I realize that it must be a really hard job to do. There are so many fine lines to walk, especially when it comes to discussing suicide with someone you know has had multiple suicide attempts in their past. For example, on the one hand, you don't want to discourage our bodily autonomy, a feeling that this body we live in is ours. Many people getting treatment where I do, at the level that I am, have felt like we were forced into taking medications or forced into a "voluntary" hospitalization. We have hostility towards medical professionals who tell us that we have to do, or not do, something, so you're not going to help our therapeutic relationship by telling us that we can't do what we want with our body. I think this probably goes doubly for those of us with BPD. Another thing that BPD people deal with more often than the general population is trauma and abuse. When you've experienced a traumatic event or lived in an abusive situation, you start to internalize that your body is not your own, that it exists to serve others' prerogatives. Many of us disassociate from our bodies, our feelings, or both so we don't have to deal with this problem. The last thing we need is another person, specifically the person who is supposed to be helping us heal, telling us that our body is for someone else.

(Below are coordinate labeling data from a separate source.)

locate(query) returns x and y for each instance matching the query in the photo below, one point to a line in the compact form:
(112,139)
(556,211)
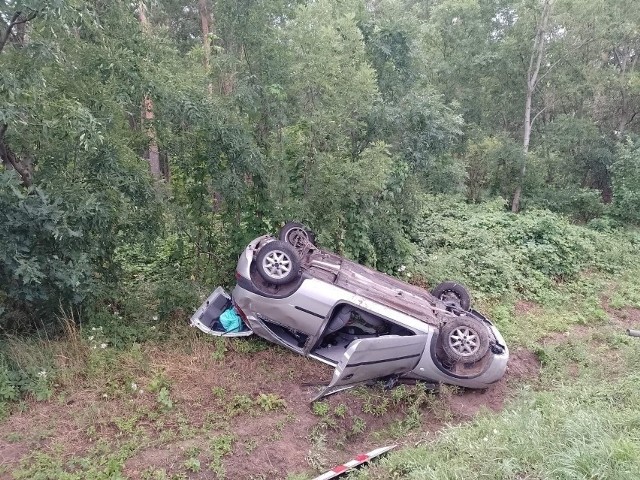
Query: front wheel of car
(453,294)
(465,339)
(278,263)
(296,234)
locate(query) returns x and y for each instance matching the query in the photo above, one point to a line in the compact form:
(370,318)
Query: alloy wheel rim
(277,264)
(464,341)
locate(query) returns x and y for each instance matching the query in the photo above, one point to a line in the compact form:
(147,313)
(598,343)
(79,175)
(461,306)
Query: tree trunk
(206,42)
(10,160)
(152,154)
(537,54)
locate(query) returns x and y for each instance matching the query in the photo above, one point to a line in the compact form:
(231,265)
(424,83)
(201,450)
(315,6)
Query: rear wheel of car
(296,234)
(278,263)
(452,293)
(465,339)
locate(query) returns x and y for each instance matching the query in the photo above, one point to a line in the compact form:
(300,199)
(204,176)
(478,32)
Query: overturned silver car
(364,323)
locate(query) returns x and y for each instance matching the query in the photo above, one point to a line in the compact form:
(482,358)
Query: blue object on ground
(231,321)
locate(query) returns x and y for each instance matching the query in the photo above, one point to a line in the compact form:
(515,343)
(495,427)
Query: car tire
(296,234)
(465,339)
(278,263)
(452,293)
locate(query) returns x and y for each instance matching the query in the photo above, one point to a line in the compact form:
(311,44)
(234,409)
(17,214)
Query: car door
(371,358)
(207,317)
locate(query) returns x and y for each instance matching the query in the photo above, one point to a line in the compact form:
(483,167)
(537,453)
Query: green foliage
(580,425)
(626,183)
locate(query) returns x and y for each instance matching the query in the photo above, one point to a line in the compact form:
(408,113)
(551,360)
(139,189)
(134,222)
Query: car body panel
(299,316)
(371,358)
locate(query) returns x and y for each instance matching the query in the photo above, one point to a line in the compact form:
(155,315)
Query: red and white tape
(359,460)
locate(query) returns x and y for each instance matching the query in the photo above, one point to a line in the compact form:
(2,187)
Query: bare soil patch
(277,434)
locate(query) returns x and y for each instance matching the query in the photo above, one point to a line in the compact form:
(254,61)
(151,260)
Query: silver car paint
(321,297)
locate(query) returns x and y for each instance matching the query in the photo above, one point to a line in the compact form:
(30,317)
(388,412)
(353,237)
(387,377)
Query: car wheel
(296,234)
(278,263)
(465,340)
(453,293)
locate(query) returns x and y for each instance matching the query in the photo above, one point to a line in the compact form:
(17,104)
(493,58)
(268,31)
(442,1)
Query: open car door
(207,317)
(370,358)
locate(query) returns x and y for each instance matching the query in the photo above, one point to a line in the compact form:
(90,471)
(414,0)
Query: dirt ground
(209,421)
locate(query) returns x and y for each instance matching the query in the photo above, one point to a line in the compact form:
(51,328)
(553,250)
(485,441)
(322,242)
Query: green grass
(582,421)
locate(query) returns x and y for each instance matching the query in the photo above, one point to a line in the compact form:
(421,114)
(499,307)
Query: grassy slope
(580,420)
(188,406)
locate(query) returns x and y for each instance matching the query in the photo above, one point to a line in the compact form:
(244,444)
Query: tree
(532,80)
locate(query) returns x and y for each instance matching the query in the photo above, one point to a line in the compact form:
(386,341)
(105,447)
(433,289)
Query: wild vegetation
(142,144)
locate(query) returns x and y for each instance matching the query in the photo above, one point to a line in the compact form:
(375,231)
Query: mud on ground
(229,412)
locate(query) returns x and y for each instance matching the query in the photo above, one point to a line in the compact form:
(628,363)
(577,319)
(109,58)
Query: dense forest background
(144,143)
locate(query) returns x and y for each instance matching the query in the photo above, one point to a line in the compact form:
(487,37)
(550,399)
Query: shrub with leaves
(496,252)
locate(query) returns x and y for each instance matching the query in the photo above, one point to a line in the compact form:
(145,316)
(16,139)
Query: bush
(497,253)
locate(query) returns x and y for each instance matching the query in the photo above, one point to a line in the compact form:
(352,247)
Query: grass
(580,420)
(191,405)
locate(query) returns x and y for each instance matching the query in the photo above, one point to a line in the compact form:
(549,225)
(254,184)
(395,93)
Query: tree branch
(15,20)
(9,158)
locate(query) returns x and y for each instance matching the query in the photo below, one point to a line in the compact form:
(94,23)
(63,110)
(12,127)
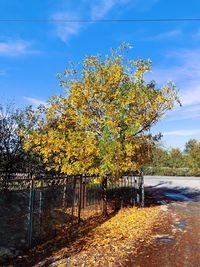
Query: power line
(99,20)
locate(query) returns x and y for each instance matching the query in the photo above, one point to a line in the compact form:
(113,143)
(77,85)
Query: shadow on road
(156,195)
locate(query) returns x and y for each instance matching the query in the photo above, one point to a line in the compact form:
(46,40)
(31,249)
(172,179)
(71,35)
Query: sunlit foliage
(101,126)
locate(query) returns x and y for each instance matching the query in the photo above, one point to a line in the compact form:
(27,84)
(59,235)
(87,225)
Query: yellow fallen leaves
(115,240)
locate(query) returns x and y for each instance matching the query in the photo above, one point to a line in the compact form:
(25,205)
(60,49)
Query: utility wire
(98,20)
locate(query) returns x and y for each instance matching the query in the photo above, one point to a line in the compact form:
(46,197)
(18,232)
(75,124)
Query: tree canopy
(101,126)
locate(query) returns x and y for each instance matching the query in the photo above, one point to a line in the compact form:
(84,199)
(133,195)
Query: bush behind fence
(35,208)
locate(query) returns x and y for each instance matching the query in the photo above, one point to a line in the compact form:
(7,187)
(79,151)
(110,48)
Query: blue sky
(31,54)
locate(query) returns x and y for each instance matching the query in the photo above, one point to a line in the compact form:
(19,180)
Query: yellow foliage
(101,126)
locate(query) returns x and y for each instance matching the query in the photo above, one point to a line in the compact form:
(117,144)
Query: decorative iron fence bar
(34,206)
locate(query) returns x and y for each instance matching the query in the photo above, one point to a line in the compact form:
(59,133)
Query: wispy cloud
(35,101)
(182,132)
(92,10)
(99,10)
(184,70)
(3,72)
(16,47)
(165,35)
(65,30)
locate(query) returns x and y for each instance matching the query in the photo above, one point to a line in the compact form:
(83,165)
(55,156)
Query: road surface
(177,242)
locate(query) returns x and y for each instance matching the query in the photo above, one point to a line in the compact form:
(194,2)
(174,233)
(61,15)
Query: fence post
(30,215)
(40,207)
(142,187)
(63,201)
(80,198)
(104,197)
(73,200)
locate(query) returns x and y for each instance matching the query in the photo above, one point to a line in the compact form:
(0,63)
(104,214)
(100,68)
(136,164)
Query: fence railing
(34,207)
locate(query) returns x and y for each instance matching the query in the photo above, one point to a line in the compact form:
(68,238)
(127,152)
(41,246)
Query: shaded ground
(173,239)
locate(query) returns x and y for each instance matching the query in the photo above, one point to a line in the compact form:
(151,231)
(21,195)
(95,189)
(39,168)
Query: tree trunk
(104,197)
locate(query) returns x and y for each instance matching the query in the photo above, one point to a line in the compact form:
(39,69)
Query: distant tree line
(175,161)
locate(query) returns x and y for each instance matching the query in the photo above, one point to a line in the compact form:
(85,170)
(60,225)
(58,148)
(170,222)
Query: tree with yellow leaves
(101,127)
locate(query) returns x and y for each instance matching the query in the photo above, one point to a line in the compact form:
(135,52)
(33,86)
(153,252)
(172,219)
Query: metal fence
(33,208)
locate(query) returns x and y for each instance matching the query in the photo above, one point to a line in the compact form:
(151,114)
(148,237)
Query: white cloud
(101,9)
(15,47)
(35,101)
(164,35)
(184,70)
(182,132)
(92,10)
(3,72)
(65,30)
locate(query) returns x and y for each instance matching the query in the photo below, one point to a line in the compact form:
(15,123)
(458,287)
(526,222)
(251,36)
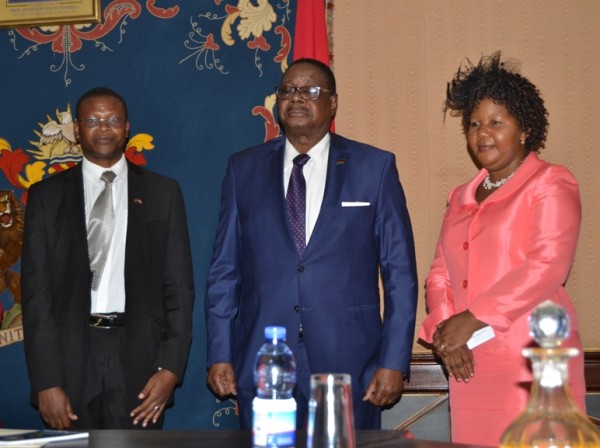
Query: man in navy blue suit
(325,290)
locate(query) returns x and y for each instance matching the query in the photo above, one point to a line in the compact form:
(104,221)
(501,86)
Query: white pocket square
(355,204)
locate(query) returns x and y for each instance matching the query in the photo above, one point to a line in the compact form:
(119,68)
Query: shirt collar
(93,172)
(318,153)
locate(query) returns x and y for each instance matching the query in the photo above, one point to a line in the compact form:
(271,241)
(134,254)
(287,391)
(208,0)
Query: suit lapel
(136,200)
(74,203)
(337,165)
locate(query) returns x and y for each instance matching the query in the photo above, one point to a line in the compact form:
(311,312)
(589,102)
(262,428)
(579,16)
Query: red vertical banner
(310,36)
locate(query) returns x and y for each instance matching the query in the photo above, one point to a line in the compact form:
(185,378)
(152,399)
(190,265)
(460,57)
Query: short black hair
(498,81)
(324,68)
(98,92)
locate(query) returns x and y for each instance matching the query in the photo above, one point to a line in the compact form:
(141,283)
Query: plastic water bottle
(274,408)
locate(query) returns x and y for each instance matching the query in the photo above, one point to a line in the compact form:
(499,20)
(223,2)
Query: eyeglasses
(113,122)
(307,93)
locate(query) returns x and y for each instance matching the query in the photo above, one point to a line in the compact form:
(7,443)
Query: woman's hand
(450,343)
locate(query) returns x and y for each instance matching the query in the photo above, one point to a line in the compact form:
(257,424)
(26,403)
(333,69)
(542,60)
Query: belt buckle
(101,321)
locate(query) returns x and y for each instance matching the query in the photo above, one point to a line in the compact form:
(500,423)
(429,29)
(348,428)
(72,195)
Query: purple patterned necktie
(296,203)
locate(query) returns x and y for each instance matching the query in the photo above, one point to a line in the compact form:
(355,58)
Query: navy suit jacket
(257,279)
(56,282)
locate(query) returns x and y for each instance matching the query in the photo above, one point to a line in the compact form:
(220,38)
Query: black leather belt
(107,320)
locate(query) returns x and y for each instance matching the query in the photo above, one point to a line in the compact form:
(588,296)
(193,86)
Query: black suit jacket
(56,281)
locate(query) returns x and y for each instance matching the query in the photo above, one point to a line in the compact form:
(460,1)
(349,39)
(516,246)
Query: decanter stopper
(549,325)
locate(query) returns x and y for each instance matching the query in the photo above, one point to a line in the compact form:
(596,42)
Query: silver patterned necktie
(100,228)
(296,203)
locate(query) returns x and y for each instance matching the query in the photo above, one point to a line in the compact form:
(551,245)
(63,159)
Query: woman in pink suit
(507,244)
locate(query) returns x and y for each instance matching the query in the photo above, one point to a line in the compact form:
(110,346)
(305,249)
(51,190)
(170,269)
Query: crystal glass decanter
(551,419)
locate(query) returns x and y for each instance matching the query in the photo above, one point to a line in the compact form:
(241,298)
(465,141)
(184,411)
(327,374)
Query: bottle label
(274,422)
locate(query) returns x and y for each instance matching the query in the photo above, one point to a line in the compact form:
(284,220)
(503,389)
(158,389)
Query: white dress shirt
(315,175)
(110,296)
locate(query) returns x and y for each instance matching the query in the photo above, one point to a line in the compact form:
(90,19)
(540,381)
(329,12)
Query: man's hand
(55,408)
(385,388)
(155,394)
(459,363)
(221,380)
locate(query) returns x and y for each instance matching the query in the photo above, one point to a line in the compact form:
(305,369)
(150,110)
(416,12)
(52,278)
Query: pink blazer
(503,257)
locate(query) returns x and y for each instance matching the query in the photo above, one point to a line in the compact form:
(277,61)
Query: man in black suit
(105,347)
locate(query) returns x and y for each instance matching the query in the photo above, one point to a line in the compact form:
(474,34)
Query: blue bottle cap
(275,333)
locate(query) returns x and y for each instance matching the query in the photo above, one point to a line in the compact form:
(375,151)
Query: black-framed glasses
(93,122)
(307,93)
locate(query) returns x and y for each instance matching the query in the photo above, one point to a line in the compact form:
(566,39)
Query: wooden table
(230,439)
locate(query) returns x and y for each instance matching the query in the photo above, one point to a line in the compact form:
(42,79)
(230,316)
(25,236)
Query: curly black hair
(498,81)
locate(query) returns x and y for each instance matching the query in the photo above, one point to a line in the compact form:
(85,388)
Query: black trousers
(105,395)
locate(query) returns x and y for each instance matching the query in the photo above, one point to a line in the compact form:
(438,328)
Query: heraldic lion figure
(11,243)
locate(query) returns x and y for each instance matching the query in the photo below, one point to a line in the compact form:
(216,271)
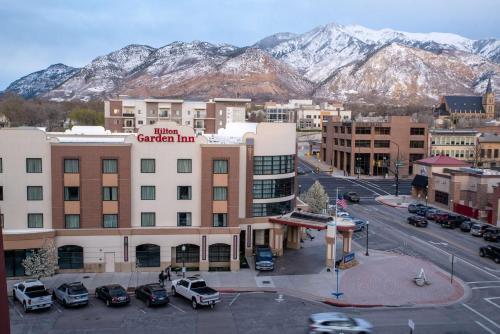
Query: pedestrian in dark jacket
(161,278)
(167,274)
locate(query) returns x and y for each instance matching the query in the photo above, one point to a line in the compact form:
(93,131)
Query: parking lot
(242,313)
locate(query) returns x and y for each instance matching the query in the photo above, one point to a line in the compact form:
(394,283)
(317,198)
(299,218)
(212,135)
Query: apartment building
(305,113)
(124,202)
(456,143)
(374,145)
(127,114)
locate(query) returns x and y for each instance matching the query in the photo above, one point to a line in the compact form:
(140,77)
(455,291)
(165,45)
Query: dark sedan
(113,294)
(351,196)
(152,294)
(417,221)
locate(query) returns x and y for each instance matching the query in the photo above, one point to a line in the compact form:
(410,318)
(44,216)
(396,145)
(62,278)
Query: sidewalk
(381,279)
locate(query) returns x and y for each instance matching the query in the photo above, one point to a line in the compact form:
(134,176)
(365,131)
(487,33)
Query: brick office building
(370,146)
(117,202)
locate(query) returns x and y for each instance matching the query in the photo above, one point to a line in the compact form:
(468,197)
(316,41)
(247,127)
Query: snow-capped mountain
(320,52)
(351,63)
(40,82)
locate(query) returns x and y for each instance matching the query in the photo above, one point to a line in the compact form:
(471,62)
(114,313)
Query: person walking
(167,274)
(161,278)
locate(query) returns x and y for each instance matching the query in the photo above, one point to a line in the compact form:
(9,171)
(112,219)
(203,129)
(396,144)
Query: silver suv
(71,294)
(334,322)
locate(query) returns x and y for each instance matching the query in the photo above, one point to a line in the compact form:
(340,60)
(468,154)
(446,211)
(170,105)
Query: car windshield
(117,291)
(199,284)
(77,290)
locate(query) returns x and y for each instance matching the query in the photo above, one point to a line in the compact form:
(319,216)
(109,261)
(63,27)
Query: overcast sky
(35,34)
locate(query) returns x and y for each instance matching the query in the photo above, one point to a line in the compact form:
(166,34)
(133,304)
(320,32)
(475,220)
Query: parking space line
(177,307)
(234,299)
(481,315)
(492,303)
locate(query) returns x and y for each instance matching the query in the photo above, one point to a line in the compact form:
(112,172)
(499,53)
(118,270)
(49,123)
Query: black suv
(493,252)
(417,221)
(453,221)
(491,234)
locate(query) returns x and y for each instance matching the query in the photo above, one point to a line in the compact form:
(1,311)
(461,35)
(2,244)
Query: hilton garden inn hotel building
(126,202)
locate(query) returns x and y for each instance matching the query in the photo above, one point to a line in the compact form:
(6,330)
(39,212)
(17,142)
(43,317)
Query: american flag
(342,203)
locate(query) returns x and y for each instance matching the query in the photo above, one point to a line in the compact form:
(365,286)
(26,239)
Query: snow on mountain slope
(40,82)
(403,75)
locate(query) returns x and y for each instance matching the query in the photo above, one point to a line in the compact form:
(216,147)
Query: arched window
(70,257)
(190,255)
(219,253)
(147,255)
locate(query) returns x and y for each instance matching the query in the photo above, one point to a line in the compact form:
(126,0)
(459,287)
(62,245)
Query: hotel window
(220,166)
(34,193)
(183,218)
(382,131)
(71,166)
(220,219)
(110,193)
(416,144)
(183,192)
(362,143)
(71,193)
(72,221)
(220,194)
(33,165)
(148,219)
(148,165)
(148,193)
(35,220)
(417,131)
(110,221)
(381,143)
(184,166)
(109,166)
(363,130)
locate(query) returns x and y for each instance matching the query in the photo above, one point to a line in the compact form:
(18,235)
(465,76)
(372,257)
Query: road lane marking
(492,303)
(481,315)
(484,327)
(177,308)
(234,299)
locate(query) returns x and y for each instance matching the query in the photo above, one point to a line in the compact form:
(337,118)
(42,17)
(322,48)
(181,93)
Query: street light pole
(367,226)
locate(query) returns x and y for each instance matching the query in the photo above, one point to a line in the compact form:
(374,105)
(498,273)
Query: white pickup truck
(32,295)
(196,290)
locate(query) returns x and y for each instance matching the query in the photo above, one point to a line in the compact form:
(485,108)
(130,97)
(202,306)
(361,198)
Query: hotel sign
(165,135)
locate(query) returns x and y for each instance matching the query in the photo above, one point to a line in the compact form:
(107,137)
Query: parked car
(493,252)
(264,258)
(196,290)
(152,294)
(417,221)
(359,225)
(71,294)
(113,294)
(466,226)
(491,234)
(351,196)
(335,322)
(414,207)
(453,221)
(477,230)
(32,295)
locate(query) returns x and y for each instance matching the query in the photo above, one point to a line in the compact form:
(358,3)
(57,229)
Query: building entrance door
(109,261)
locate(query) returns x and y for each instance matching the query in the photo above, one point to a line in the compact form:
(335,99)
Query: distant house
(454,107)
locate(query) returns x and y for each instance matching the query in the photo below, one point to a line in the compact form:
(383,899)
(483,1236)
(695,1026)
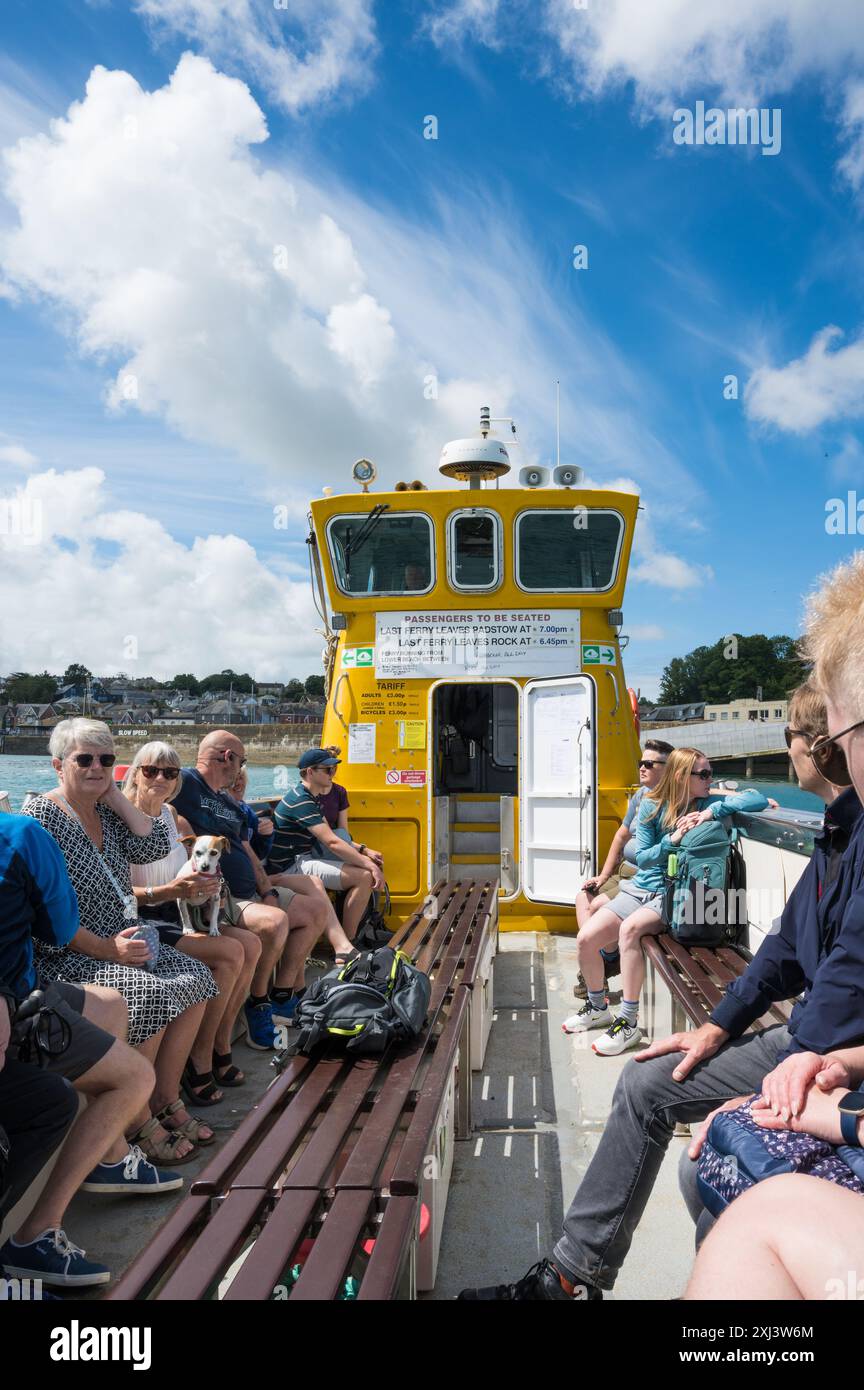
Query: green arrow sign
(597,653)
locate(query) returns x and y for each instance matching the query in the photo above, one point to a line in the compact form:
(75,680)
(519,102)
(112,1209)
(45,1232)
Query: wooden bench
(339,1153)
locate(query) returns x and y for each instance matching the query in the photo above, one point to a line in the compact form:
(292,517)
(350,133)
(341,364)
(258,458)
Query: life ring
(635,709)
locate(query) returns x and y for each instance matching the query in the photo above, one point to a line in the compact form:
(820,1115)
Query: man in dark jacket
(681,1079)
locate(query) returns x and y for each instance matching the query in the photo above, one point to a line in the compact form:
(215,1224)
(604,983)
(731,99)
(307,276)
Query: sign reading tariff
(429,645)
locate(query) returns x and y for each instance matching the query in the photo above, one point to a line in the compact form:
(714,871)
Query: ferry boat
(475,684)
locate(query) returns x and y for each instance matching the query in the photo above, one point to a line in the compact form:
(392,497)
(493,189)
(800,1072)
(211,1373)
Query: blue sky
(138,242)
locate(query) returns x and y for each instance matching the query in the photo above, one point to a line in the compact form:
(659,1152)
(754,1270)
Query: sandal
(161,1150)
(229,1075)
(200,1087)
(190,1129)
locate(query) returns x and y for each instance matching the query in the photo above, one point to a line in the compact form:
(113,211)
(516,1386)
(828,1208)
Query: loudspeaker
(567,477)
(534,477)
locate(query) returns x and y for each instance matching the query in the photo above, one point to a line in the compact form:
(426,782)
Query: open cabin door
(557,787)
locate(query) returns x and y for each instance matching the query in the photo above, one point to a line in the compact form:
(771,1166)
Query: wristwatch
(852,1108)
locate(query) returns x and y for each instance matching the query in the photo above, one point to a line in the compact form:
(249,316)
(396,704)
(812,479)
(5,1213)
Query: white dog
(204,858)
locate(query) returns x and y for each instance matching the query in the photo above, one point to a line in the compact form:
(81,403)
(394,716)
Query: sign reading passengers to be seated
(429,645)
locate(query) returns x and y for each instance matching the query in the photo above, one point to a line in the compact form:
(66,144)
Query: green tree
(31,690)
(186,683)
(734,667)
(75,674)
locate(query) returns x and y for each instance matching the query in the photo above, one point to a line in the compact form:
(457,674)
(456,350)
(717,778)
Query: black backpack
(374,1000)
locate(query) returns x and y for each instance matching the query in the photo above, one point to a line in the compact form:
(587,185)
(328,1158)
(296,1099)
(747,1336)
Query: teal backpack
(704,898)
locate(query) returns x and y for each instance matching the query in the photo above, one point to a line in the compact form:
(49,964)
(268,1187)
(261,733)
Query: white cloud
(231,302)
(461,20)
(85,580)
(820,387)
(300,52)
(743,52)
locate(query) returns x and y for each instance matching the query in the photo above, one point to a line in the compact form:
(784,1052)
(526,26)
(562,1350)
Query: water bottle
(146,931)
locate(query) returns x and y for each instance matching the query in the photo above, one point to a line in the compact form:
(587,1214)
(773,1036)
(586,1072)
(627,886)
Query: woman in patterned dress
(152,783)
(100,833)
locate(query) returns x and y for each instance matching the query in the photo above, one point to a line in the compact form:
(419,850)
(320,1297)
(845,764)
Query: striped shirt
(295,816)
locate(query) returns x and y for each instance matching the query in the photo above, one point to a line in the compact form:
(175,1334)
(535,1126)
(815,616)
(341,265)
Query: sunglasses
(85,759)
(831,738)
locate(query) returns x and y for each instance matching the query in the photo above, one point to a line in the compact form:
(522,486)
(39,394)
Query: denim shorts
(629,898)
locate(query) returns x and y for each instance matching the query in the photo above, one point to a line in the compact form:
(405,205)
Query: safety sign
(356,656)
(406,777)
(597,653)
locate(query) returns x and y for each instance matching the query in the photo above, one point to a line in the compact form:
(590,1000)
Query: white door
(557,787)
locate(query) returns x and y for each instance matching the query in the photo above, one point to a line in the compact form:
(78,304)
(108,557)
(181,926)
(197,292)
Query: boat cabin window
(391,553)
(474,553)
(574,551)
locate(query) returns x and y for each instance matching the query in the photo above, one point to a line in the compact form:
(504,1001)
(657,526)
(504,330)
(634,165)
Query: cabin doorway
(475,769)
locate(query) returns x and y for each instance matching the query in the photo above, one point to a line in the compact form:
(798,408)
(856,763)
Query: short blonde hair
(152,755)
(70,733)
(807,710)
(834,634)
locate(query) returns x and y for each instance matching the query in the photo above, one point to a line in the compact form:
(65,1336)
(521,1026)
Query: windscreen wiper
(354,544)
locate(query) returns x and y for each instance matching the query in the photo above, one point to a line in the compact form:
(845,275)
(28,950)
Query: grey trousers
(646,1107)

On the other hand, you're not going to tell us that self-harm or suicide is ok. You're the person trying to find the best way to get us to stop doing that shit. Even if I'm in a place where I'm not self-harming, haven't thought of self-harming or suicide for quite a while, you don't want to leave me with an idea that I might later use to rationalize self-harm or suicide. You do want us to leave continuing to feel that those are not positive, helpful coping mechanisms. You want us to feel like our bodies and our selves should not be hurt, that we have value and worth.

So I wanted to give a very public "thank you" to my amazing therapist. I'm so grateful for all your help and for this specifically.